Visualizing the Oplog with Splunk

I recently found myself investigating a mysterious occurrence in a production Meteor application. Seemingly randomly, without any obvious connection to user activity or periodic job activity, our Meteor server would spike to one hundred precent CPU consumption and stay pegged there until it was restarted.

After investigating nearly every hunch I could come up with, I was left with very few courses of action. My final theory was that a massive influx of MongoDB operations were flooding into our database. Any concerned observers listening within our Meteor application would be overwhelmed trying to catch up with the changes and consume all available CPU cycles on the server.

In order to test this theory, I wanted to plot the MongoDB Oplog as a time series chart and compare it against the timeline of known CPU spikes, looking for any correlations.

I had many options for how to approach this problem, but I decided to use Splunk to visualize and explore the Oplog data. I’m very happy with how Splunk performed, and I can see myself using it again.
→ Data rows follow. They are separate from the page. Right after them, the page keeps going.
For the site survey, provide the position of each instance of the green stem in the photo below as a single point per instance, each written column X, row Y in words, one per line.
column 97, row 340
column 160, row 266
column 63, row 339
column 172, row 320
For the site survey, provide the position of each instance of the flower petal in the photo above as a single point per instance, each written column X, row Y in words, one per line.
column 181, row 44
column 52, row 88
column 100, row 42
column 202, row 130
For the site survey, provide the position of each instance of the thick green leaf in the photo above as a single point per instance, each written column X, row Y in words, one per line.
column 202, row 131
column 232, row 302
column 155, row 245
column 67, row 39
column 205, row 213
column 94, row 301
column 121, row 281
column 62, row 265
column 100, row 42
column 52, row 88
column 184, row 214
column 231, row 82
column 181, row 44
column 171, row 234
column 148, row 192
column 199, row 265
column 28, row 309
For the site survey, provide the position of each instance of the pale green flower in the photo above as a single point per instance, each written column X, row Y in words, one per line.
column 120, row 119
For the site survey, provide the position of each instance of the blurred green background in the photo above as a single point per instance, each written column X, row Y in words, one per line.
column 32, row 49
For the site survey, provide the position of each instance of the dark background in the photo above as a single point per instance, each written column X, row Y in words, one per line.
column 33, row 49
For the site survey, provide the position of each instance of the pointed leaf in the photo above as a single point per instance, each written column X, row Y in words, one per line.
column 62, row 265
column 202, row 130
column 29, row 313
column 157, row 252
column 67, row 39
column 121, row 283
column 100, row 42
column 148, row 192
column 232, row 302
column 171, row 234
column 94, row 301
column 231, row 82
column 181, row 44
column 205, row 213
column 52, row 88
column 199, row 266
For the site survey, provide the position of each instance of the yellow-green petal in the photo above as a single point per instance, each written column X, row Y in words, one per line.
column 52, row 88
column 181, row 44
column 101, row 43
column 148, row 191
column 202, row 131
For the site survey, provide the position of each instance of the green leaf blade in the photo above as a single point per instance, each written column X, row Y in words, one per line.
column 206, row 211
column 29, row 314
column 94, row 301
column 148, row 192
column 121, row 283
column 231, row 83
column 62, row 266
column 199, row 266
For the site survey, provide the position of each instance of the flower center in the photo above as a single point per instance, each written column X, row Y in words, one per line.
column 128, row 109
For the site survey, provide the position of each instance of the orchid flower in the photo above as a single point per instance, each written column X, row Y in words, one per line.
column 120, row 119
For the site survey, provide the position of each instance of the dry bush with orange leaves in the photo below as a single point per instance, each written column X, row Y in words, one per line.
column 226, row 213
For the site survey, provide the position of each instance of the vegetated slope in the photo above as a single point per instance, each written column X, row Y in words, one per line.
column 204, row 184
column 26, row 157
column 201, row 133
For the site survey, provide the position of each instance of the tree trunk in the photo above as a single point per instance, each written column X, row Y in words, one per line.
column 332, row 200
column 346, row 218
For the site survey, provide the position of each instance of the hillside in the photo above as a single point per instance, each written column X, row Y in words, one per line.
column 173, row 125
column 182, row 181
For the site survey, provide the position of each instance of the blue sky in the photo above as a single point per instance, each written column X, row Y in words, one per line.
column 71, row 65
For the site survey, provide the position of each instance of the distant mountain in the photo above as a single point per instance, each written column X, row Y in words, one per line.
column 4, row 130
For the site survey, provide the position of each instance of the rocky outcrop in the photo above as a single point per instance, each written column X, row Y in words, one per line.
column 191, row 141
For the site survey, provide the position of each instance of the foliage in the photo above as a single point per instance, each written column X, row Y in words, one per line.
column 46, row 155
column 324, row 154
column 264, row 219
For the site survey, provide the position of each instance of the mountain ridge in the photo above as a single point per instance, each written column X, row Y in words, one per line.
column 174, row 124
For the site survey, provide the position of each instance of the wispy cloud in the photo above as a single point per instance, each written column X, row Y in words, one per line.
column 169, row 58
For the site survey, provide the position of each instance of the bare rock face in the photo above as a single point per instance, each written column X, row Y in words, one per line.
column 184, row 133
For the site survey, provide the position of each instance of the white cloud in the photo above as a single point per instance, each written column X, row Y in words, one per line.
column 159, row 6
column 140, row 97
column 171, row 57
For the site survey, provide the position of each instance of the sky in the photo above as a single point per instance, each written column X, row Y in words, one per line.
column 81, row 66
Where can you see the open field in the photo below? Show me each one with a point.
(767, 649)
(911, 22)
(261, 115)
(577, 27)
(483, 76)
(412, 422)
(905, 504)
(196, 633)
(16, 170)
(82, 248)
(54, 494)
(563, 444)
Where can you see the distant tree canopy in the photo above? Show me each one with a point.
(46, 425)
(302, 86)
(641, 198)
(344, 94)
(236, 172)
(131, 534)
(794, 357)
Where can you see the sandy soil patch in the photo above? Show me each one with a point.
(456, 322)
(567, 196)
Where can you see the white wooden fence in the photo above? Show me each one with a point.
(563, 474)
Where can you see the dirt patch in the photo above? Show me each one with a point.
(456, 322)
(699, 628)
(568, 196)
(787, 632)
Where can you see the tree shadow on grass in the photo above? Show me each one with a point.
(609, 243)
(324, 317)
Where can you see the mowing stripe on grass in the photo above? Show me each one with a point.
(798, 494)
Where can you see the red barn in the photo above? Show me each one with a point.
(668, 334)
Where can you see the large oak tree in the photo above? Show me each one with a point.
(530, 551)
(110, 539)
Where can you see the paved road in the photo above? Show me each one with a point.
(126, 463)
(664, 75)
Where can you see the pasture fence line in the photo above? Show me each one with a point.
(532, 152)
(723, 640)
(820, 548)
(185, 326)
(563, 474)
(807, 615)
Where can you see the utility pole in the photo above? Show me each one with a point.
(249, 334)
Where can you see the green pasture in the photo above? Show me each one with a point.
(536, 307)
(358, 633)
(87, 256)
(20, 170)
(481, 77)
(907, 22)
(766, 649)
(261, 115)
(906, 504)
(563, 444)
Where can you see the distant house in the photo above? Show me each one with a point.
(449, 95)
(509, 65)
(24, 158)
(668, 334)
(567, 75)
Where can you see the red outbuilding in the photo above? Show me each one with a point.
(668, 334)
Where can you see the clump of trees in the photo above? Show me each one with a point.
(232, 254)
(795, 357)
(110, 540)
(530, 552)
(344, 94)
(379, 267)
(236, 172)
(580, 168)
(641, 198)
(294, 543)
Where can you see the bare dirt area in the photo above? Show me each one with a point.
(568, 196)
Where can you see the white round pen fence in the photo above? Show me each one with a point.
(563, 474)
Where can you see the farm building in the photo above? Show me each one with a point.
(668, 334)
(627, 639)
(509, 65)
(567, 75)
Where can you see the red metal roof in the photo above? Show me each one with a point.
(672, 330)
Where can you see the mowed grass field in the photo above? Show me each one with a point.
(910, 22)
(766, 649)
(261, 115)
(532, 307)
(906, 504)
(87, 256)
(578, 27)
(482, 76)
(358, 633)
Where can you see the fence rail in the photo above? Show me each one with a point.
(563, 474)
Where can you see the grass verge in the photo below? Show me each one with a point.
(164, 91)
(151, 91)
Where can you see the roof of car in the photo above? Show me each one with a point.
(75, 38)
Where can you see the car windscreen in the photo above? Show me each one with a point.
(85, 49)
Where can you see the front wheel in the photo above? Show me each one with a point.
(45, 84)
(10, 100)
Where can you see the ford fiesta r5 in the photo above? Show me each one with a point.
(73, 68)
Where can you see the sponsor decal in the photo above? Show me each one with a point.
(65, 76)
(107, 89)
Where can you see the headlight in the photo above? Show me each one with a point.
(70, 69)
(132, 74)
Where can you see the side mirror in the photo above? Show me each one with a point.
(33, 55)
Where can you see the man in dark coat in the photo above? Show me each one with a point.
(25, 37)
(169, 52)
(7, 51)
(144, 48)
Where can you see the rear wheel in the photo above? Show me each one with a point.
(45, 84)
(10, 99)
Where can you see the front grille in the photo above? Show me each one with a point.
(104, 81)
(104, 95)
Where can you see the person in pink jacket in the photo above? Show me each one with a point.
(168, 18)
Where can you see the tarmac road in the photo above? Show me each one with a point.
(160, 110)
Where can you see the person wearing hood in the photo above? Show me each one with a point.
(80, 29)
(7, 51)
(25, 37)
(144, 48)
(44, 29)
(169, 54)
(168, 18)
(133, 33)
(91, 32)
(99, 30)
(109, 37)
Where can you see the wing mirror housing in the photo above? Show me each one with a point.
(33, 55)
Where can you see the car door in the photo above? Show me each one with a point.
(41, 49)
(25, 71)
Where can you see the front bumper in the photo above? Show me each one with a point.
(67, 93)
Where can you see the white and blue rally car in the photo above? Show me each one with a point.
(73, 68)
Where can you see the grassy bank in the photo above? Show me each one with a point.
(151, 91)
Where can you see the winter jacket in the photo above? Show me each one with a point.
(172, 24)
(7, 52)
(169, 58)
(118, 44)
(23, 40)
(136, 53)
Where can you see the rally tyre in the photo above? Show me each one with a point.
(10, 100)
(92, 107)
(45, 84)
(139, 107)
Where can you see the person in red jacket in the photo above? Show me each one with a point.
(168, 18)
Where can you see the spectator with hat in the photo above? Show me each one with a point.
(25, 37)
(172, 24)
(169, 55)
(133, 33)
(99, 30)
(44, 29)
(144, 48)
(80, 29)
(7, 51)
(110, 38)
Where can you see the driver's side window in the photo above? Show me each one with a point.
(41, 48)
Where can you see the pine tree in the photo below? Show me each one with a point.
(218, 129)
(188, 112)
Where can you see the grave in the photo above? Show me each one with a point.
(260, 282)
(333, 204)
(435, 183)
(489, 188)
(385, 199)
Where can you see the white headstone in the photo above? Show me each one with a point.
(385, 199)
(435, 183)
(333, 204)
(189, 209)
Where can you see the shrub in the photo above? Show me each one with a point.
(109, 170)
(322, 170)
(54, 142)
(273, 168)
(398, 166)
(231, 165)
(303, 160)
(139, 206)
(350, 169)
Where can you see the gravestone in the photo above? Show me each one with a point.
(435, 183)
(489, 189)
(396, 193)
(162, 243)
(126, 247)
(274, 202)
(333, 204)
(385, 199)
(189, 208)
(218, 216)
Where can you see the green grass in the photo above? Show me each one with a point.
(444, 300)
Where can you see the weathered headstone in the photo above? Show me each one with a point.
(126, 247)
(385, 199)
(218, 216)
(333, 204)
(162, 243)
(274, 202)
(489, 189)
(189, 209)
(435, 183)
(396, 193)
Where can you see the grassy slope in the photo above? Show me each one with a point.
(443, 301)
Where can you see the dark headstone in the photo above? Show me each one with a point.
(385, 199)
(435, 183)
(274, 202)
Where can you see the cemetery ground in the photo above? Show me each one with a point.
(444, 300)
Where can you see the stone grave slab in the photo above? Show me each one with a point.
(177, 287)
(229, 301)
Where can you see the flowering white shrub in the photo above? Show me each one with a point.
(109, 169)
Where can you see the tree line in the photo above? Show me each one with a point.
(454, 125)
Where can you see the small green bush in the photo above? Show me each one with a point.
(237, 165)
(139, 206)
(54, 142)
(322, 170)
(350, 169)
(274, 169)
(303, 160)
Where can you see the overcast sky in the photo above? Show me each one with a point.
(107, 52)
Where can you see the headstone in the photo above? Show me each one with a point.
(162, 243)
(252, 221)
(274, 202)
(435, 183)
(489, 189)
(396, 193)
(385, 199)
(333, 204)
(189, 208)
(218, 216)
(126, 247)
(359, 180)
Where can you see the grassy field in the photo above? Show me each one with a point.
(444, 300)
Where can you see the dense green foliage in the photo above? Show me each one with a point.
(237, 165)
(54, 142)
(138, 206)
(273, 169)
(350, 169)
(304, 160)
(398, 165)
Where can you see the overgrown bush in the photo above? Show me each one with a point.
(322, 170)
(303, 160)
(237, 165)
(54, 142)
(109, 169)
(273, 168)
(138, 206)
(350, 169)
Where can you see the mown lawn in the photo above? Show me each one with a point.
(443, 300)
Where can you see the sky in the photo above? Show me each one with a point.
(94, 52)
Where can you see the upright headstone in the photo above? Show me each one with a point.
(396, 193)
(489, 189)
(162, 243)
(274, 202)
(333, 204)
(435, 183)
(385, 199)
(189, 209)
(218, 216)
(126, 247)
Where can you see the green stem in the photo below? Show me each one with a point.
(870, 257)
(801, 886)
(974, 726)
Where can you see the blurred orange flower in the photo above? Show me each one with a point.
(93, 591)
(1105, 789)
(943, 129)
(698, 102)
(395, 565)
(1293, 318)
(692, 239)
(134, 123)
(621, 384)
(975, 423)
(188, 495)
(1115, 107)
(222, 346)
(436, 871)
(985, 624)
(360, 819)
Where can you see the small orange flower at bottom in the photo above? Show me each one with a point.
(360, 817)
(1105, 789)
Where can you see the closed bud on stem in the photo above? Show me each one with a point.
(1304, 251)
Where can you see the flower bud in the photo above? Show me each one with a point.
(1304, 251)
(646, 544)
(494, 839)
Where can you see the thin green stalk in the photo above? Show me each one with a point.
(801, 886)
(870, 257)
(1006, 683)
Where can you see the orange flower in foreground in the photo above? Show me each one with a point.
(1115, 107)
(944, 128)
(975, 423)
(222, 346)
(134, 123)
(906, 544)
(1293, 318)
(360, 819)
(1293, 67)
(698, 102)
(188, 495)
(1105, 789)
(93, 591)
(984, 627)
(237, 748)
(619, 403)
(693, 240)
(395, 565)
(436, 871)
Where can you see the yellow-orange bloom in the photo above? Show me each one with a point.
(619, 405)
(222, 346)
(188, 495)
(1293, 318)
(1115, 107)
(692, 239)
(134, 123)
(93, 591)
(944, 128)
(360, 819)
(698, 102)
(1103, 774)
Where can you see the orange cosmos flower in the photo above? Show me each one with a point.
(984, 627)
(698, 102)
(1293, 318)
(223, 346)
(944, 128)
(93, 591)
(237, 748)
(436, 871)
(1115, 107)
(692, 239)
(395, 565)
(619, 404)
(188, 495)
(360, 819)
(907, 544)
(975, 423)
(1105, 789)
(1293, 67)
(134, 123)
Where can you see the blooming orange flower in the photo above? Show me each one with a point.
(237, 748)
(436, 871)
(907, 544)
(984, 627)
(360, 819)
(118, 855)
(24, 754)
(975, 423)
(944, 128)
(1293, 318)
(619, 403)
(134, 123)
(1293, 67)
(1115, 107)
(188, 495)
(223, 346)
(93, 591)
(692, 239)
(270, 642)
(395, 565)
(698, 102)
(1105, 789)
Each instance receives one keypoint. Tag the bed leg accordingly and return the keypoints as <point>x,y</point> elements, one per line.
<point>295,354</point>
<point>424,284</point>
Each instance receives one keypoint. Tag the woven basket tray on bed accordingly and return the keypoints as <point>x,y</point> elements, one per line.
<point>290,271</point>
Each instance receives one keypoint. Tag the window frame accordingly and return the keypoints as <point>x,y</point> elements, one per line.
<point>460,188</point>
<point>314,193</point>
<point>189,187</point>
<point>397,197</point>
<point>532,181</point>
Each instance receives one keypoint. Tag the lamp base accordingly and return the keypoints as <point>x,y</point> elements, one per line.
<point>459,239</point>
I was interested in all Oplog events that happened in the twenty-four hour period surrounding a known CPU spike at 22:55 UTC on April 23rd, 2018. I fired up Studio 3T and ran the following query against the oplog.rs collection of my MongoDB database:


db['oplog.rs'].find({
  $and: [
    {ts: {$gte: new Timestamp(1524480600,1)}},
    {ts: {$lte: new Timestamp(1524567000,1)}}
  ]
});

The above query returned over seven hundred fifty thousand results, which I was able to export into a JSON file using Studio 3T (Studio 3T is the only MongoDB client I’ve found that supports saving an entire set of query results to file).

Once those seven hundred fifty thousand Oplog events were exported to disk, I was able to upload them directly into a Splunk index. Splunk gracefully parsed the JSON data and flattened each object into a neatly searchable collection.

With the data available in Splunk, I was free to start exploring.

My first step was to plot a time chart of all of the Oplog events. Given the large amount of data I was working with, I decided to bin my events into five minute bands:

index="oplog"
| timechart span=5m count

An overview of our data.

Interestingly, an obvious dip in Oplog events occurred around the time of the observed CPU spike. This is the exact opposite of what I expected to see given my working hypothesis.

Zooming in on the dip.

Investigating further, I decided to plot a time series for every type of Oplog event, based on the op field:

index="oplog"
| timechart span=1m count by op

To improve clarity, I also focused on a narrower time range, reduced my bin size, and switched to a log scale Y axis.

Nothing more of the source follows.